Last year I lost many people who were either close to me or had a great impact on my life. I’ve been reluctant to write this post because it’s very personal and I didn’t want it to feel exploitative, but writing has always been therapeutic.

The loss I’ve experienced this year, just reminds me of the losses to come.

I’m lucky enough to have those closest to me still on this side of the plane of existence but I also know that life is fragile.

Lately I’ve been thinking to what extent it’s easier or harder to grieve in a digital age.

Each day, I have records upon records, massive amount of data, on my relationship with the people in my life.

They’re represented in push notifications, in reminders through time hops and “last year, this time” functions on social media.

Instead of choosing when to be reminded of your grief, you are constantly reminded through push notifications, tags in pictures, unread emails, joint social media accounts etc, and you can either log off and ignore or embrace the wave of emotions. To look. To remember. To process, or dwell.

Someone I frequently talked to passed away last year, and for the first few weeks after the funeral I would open our conversation-thread on my phone and start typing when I had something to discuss, until I half way through the message realised what I was about to do.

And I cried.

Each time.

New conversations have since filled my feed, and our conversation thread has been pushed down, out of sight, but not out of mind.

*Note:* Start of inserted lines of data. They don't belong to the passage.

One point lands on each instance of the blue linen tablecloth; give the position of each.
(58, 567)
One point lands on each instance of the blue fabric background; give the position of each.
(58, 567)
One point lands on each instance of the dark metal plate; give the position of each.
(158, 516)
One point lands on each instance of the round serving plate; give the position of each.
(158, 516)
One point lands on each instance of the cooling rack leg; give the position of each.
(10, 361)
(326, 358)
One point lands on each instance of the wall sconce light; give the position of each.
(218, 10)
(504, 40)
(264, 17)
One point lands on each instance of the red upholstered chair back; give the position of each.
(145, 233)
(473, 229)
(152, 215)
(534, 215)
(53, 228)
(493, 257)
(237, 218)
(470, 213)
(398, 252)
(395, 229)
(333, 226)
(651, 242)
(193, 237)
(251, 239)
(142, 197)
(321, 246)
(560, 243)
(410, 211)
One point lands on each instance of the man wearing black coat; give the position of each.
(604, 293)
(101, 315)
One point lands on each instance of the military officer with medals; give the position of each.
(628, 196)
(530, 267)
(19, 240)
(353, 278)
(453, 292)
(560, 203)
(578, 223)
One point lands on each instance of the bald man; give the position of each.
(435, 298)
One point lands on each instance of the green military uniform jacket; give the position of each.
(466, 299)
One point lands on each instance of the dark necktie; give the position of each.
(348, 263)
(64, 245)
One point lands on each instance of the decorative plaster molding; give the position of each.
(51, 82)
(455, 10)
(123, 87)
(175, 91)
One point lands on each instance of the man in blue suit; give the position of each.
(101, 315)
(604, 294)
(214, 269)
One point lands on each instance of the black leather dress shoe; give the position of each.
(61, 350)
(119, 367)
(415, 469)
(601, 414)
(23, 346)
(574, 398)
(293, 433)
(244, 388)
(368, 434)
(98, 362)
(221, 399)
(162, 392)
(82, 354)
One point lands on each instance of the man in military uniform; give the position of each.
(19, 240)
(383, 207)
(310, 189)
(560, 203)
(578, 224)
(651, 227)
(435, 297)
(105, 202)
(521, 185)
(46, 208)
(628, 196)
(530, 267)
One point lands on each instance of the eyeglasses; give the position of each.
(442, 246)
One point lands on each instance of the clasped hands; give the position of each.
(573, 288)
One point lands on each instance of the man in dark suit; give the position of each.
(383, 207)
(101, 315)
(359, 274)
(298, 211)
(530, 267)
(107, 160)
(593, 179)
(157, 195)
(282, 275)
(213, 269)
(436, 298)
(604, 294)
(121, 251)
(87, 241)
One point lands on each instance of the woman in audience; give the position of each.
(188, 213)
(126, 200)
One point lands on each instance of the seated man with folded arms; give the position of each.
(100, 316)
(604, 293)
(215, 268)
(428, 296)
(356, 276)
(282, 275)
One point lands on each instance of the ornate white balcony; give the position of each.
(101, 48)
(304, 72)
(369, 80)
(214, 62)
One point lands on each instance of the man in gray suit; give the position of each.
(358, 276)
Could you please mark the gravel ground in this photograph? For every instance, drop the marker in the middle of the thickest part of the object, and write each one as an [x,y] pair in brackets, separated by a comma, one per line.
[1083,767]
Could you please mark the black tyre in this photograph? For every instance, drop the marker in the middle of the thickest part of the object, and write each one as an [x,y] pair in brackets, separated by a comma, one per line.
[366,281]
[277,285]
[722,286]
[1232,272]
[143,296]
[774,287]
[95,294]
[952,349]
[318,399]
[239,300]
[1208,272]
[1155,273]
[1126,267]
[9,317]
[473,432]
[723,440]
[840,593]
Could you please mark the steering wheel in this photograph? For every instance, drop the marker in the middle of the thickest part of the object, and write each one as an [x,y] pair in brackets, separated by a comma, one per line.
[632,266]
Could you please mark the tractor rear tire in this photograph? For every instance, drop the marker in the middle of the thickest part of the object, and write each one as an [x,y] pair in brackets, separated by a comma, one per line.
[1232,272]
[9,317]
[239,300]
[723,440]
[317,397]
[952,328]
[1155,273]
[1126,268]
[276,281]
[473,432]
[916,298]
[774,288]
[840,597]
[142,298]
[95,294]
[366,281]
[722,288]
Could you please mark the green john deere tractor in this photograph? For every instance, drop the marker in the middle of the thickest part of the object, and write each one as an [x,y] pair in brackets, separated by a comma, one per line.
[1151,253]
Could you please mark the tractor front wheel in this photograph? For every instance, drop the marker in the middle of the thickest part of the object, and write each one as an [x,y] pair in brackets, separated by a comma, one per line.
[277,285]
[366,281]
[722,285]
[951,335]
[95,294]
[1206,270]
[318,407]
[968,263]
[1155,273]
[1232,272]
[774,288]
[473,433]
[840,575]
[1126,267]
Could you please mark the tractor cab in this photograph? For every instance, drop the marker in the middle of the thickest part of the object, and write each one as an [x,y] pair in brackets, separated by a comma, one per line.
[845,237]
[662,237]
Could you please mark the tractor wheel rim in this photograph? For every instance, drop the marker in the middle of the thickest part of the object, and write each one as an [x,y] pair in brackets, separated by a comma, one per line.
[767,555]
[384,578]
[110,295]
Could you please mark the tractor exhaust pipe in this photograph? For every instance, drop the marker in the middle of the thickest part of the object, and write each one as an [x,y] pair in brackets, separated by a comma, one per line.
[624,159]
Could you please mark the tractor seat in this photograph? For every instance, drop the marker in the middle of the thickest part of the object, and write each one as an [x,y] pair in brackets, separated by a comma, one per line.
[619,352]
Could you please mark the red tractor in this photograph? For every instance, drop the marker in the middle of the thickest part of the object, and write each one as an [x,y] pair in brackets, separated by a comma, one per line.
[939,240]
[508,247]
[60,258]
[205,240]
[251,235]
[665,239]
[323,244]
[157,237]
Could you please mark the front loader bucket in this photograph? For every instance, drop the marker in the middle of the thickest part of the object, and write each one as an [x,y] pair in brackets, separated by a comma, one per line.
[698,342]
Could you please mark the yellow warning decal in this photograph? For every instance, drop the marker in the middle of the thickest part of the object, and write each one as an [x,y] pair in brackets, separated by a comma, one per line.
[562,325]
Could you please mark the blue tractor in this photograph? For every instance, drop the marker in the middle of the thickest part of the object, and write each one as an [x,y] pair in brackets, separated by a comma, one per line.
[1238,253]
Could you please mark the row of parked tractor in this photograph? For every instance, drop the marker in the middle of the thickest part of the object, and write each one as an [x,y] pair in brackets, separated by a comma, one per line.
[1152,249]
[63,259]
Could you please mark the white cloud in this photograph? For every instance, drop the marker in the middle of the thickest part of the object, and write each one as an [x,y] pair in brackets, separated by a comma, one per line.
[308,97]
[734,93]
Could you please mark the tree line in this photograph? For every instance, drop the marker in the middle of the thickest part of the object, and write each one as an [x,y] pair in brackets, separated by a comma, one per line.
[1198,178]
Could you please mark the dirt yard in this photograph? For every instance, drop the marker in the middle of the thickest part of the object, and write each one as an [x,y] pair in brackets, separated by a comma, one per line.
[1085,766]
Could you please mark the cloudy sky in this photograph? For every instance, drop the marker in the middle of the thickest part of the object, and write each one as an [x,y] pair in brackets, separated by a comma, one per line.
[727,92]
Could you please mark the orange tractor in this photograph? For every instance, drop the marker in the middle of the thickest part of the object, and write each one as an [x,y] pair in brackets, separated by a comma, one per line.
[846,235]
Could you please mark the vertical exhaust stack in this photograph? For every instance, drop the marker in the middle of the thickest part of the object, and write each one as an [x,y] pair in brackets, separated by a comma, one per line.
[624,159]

I think about how easy it would be to create a chatbot, to ease the pain. Like Eugenia Kuyda did when her dear friend Roman Mazurenko passed away.

But just like the Black Mirror episode Be Right Back, I realise that it would (in the long run) just prolong my grief and pain.

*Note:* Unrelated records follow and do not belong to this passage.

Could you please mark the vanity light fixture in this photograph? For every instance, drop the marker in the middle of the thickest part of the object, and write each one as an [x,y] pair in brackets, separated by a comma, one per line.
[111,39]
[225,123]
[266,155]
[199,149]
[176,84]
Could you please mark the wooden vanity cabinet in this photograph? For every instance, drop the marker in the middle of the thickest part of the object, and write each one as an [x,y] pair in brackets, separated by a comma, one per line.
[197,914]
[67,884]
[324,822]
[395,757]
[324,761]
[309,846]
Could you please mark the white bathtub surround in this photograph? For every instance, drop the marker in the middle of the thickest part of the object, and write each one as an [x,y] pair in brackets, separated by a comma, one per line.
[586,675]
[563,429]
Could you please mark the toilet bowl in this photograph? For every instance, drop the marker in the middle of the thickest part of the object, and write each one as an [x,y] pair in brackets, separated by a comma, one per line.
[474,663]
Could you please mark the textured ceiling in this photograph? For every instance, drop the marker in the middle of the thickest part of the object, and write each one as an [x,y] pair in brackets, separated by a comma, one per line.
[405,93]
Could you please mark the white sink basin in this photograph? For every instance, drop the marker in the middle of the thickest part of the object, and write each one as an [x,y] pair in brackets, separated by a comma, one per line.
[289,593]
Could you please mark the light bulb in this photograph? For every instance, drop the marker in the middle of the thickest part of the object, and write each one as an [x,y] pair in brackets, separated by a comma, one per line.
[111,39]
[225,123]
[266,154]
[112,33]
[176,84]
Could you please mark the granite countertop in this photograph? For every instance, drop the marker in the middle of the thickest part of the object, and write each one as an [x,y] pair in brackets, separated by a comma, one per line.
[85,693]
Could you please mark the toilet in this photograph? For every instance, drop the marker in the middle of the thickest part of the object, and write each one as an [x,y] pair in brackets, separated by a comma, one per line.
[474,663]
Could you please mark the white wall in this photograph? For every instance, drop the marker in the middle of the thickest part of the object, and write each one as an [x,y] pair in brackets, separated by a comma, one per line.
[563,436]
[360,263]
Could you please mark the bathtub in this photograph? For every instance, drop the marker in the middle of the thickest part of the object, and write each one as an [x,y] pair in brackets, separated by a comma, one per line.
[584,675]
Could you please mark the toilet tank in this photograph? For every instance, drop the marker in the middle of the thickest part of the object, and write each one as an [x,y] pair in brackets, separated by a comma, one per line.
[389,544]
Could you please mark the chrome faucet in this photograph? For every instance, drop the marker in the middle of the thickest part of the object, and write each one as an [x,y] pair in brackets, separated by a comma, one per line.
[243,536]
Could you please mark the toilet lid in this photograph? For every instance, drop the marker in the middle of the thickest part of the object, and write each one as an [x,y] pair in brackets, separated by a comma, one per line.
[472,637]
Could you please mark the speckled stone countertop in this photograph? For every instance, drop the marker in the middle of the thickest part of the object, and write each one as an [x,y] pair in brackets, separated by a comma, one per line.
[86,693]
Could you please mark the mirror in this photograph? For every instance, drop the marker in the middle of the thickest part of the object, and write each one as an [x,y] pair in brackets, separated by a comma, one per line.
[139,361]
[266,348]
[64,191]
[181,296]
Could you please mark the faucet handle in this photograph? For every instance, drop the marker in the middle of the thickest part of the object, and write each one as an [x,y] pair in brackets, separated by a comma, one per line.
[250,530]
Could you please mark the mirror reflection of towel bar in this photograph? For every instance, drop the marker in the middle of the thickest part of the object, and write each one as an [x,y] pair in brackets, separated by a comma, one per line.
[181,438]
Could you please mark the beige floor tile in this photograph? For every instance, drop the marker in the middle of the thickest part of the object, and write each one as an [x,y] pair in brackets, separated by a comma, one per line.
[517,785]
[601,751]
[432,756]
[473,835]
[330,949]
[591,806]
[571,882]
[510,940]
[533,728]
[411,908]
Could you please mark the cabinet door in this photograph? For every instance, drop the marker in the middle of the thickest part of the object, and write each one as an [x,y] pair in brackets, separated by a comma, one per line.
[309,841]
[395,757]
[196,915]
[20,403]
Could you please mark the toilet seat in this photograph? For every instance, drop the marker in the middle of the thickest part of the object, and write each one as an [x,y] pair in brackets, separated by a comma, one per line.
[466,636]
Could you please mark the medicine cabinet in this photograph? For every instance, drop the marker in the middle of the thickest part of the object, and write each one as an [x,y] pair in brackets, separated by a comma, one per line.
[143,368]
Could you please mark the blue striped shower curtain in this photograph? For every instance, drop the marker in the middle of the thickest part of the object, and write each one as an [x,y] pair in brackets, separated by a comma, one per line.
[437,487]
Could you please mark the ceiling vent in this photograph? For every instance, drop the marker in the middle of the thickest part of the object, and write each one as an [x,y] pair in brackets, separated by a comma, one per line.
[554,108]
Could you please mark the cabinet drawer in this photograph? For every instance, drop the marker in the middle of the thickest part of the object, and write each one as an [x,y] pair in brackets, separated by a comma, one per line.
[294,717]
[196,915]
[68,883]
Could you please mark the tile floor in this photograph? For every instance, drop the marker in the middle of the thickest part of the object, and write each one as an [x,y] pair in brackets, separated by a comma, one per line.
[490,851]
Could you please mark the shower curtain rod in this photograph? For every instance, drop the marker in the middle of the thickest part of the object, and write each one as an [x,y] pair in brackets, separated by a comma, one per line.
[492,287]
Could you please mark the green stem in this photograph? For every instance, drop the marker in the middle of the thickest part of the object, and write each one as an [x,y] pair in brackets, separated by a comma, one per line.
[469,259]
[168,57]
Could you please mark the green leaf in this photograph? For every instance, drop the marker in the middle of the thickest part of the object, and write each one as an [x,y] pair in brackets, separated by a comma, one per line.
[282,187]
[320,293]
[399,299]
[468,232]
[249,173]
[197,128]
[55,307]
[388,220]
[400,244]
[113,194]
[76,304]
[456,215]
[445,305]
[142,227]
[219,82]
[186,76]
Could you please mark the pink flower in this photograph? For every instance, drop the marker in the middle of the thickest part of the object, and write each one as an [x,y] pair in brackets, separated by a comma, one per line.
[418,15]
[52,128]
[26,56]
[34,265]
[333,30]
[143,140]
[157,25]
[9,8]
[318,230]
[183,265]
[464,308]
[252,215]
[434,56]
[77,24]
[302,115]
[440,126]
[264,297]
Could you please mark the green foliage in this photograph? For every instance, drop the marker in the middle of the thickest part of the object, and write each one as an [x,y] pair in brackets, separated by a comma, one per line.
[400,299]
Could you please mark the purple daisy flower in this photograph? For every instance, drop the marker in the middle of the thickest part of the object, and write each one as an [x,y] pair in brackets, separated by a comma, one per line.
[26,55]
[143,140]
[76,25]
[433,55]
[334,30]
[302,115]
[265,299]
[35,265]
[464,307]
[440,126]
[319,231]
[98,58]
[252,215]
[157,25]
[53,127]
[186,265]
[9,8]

Black Mirror — Be Right Back — Netflix

Or would it?

Would an AI or a simple chatbot be a bandaid for the flesh wound that is grief, or is it just salt in the wound?

I don’t know which it would be.

If one ignores the legal and ethical ramifications of recreating loved ones based on their direct messages, how would I feel recreating someone? How would I feel if someone recreated me?

Flattered, worried, both?

Would they take me out of context, change my personality, would it still be me they are talking to, or a watered down version of me. Would it change their opinion of me if I said something that hurt them?

Would a flawed AI change my opinion of the one I’ve tried to recreate?

Is it fair to form new memories with someone who’s not around to take part of their own words?

I don’t know.

I just know that I’ve experienced grief before and after social media, and I cherish the fact that I can read that the last words I said to you were that I admired and appreciate you.

But I also know that I can read all the times I’ve fought and disagreed with loved ones, hurt them, been unfair, intentionally or not, it’s there.

Technology and grieving is a double edged tool.

It let’s us remember, but will it let us heal?

And I’m not sure what I think about it yet.